Now, as you can see from the investment classes I've mentioned above, there are plenty of options. Within those asset classes are individual companies, coins, stocks, tranches, funds and contracts you can purchase to speculate in these markets.
One of the strongest narratives in investing is not to keep all your eggs in one basket, to diversify, to hedge, and overall this is a good strategy. While many of us are used to the adage of stocks versus bonds as diversifying, others are saying this is an anomaly based on monetary and fiscal policy, and you should actually diversify across different asset classes.
Such as the dragon portfolio, which is a 5 way split of
- Fixed income - bonds
- Long volilitliy - index funds
- Equity - stocks
- A strong commodity trend
Image source: seekingalpha.com
Each asset class will give you some protection should the other capitulate, as money can only go into one of these classes. The goal with diversification is to have exposure to where money is reallocated.
Diversify in an asset class
This is where people tend to make mistakes; they hear about diversification and think then apply it to one asset class. So let's say you're in cryptocurrency; instead of only owning Bitcoin as your exposure, investors will buy a bunch of other coins under the guise of diversification.
When this is, in fact, a poor strategy when you opt for the market leader in an asset class, more often than not, you're getting enough exposure at a risk-adjusted rate.
For example, in the smartphone wars, would it be prudent to put all my money in Apple or buy some apple, some Nokia, some Motorolla, some blackberry?

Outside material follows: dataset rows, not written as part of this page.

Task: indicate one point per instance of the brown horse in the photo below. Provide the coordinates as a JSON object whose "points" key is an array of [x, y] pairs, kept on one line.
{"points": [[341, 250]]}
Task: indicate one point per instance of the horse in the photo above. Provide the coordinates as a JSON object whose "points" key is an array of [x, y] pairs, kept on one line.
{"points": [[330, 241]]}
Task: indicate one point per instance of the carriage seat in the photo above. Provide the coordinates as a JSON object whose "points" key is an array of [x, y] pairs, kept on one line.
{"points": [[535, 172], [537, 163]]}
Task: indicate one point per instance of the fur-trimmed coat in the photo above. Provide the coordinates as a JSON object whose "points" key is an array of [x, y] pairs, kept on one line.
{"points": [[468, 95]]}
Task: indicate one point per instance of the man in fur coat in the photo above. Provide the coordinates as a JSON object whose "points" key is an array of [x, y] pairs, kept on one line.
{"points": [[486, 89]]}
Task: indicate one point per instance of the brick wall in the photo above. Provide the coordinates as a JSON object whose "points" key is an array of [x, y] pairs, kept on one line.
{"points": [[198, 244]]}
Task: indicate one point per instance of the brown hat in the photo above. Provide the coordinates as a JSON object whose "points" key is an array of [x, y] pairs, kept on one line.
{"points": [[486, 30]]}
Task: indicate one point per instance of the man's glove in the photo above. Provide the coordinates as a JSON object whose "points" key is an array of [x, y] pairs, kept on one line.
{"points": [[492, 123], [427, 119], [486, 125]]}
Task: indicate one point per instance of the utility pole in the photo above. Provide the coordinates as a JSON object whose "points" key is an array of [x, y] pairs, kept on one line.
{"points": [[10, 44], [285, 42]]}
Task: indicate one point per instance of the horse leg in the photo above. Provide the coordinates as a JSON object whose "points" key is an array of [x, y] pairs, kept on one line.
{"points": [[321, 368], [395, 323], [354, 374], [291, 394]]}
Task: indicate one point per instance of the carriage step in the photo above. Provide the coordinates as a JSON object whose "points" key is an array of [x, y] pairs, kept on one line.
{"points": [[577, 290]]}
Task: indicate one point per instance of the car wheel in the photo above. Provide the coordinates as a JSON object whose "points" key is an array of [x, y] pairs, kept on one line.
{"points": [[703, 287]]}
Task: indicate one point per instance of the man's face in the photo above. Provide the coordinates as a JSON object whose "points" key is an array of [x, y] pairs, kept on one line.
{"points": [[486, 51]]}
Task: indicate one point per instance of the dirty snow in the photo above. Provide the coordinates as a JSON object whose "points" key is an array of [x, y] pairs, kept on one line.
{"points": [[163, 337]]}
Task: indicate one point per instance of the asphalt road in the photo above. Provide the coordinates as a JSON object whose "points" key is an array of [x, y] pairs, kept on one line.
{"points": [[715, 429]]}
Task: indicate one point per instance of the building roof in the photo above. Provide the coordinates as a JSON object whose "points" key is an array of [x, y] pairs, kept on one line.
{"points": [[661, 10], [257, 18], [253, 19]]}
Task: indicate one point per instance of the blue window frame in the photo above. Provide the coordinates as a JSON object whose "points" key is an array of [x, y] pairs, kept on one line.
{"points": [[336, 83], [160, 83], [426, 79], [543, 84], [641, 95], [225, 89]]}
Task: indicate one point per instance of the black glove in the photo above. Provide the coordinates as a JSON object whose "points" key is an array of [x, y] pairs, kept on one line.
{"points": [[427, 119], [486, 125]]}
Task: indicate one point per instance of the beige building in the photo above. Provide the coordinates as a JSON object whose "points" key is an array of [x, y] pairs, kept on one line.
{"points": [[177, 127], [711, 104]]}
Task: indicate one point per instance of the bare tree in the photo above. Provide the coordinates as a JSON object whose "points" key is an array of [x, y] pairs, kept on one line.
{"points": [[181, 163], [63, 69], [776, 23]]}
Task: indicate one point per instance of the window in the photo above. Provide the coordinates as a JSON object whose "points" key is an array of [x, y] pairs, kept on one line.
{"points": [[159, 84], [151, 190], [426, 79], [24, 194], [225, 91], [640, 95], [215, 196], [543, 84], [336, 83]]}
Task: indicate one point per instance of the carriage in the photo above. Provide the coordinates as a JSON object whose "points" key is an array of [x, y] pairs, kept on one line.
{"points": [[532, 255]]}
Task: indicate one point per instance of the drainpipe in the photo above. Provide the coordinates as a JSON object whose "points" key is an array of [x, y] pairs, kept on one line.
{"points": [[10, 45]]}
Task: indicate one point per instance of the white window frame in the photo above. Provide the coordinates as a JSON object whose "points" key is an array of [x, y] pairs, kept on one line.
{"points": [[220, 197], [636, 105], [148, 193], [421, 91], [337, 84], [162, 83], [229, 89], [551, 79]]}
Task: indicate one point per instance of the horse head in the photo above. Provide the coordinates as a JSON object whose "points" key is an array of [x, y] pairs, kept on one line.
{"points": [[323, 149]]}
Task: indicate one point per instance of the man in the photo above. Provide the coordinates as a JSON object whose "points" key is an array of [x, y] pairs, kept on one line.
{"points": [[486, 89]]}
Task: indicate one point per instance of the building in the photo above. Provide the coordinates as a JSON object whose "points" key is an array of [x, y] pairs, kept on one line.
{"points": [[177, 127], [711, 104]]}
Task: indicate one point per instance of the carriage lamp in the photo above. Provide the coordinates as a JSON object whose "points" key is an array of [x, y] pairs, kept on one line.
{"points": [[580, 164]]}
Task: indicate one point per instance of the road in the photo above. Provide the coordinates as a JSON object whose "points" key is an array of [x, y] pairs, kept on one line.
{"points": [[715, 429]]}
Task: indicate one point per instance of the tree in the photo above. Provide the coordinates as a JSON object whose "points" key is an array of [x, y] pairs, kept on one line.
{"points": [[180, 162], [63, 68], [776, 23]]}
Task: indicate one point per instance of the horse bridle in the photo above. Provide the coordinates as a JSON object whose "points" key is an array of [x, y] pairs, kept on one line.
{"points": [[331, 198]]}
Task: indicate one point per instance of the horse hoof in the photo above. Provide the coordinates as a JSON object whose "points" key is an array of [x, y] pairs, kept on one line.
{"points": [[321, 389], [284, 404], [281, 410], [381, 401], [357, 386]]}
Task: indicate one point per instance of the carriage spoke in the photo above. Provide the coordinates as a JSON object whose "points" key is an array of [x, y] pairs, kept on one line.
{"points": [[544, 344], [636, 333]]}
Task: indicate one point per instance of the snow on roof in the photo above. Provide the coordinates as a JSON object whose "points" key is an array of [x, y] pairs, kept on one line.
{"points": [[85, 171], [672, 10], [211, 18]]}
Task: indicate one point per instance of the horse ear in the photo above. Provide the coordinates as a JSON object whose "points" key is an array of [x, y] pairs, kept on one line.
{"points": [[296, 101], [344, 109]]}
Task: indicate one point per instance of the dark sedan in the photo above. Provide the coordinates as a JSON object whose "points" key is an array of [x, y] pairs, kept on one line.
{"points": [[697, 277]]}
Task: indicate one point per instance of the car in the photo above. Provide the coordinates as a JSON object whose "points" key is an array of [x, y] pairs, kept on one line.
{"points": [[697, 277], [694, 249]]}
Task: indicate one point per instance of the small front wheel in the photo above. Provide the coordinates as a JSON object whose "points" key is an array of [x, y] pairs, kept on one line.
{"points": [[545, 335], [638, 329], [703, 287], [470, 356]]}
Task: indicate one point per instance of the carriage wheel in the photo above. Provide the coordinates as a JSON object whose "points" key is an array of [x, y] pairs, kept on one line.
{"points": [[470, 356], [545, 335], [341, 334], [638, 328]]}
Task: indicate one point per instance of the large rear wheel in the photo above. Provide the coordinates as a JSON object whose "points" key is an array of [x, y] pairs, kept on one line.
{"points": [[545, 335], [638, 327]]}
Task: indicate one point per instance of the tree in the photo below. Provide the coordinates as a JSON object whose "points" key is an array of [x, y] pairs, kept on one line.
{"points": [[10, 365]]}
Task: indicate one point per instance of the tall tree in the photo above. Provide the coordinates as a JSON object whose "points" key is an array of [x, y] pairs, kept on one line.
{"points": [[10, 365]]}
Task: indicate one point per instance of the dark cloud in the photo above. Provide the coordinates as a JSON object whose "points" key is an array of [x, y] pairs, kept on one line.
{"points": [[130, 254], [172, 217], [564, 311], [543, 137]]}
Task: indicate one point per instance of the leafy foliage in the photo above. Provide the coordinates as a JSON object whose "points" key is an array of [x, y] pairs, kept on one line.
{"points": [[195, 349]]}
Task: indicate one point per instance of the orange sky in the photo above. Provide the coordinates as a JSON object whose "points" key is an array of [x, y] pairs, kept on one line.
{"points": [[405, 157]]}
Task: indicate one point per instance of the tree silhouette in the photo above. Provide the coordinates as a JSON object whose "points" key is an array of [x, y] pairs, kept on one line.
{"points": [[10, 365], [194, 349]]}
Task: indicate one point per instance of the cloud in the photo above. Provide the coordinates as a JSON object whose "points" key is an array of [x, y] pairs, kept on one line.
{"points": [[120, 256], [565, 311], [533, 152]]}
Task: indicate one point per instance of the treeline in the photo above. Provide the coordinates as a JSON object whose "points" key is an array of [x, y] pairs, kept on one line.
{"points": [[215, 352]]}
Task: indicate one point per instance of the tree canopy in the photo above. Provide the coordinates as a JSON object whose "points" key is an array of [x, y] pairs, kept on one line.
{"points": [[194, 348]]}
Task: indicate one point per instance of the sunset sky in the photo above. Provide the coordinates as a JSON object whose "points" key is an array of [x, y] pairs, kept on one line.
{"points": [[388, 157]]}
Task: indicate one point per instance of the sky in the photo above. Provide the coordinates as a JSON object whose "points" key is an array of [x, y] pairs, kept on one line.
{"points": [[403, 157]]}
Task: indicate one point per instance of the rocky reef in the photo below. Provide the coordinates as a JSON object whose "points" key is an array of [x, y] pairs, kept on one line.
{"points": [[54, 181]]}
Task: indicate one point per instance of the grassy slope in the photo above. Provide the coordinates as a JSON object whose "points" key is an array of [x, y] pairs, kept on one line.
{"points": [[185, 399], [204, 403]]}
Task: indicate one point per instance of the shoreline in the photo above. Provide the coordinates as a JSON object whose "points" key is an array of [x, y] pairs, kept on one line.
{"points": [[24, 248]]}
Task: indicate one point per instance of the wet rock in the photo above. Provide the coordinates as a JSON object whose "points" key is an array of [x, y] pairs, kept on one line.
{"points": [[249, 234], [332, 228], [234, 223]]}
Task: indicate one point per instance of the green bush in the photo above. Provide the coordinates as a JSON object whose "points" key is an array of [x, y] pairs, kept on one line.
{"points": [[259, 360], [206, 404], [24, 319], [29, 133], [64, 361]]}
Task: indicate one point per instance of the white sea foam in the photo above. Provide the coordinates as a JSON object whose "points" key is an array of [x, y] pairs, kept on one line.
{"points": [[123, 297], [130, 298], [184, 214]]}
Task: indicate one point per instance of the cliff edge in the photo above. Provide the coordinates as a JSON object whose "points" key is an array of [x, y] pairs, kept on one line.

The answer would be all-in on Apple, the same with eCommerce with Amazon, to social media with Facebook. Diversifying in a specific market only saw you sell more of your winner to buy the losers.
A false sense of diversification
Diversification within a specific asset class also tends to provide you with too many correlated bets, which in turn has you overleveraged to market trends. If Bitcoin goes down, more often than not, your other bets will break down too.
I see many friends getting into crypto and misunderstanding diversification and not looking at risk tolerance and risk-adjusted returns, never mind the tax implications involved.
I guess it's all part of our financial education, and it's also how I've learned to rebalance my investments over time. I might not shoot the lights out with my trades, but as long as I don't lose purchasing power, I count that as a win.
Since I am still young enough to acquire more resources, protecting my purchasing power over time and growing it slowly is where I like to play.